Ces analyses peuvent être utilisées pour évaluer et comparer les extrants immunitaires de différents génotypes végétaux. Le principal avantage de ces techniques est qu’elles sont rapides, fiables et utilisent des équipements de laboratoire communs. Pour l’essai d’inhibition de croissance, les semis de la même taille et âge devraient être transplantés et complètement effacés secs avant de peser pour limiter la variation.
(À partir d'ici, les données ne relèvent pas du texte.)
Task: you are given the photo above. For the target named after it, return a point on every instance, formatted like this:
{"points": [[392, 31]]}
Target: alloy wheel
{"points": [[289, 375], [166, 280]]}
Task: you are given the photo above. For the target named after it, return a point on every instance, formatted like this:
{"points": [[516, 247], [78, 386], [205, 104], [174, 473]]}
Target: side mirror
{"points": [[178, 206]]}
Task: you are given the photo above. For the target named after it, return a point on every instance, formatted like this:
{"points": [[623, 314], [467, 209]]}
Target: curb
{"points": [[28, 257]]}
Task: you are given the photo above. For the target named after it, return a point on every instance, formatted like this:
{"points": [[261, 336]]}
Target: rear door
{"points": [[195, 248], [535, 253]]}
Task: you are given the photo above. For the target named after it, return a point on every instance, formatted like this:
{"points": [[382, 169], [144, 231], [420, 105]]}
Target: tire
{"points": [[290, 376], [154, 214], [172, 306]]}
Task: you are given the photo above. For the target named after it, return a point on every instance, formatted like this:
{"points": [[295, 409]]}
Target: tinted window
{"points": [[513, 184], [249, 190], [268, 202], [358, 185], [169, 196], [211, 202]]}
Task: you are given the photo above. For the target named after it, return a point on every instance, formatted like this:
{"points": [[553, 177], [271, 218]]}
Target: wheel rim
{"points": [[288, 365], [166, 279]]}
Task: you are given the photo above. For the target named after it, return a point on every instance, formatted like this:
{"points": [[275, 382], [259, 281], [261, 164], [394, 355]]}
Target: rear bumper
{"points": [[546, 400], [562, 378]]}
À quatre à cinq semaines après la germination, utilisez un poinçon pointu de biopsie de quatre millimètres pour enlever un disque de feuille par plante d’Arabidopsis, évitant la midvein et prenant soin de limiter la blessure. Recueillir les disques dans des puits individuels d’une plaque de luminomètre inutilisée de 96 puits contenant 100 microlitres d’eau double distillée par puits, côté adaxial vers le haut, pour éviter la dessication. Si vous évaluez plusieurs facteurs d’obtention, retirez un deuxième disque de feuille de la même feuille pour chaque traitement d’elicitor, et couvrez la plaque avec le couvercle pour permettre aux disques de feuille de récupérer pendant la nuit à température ambiante.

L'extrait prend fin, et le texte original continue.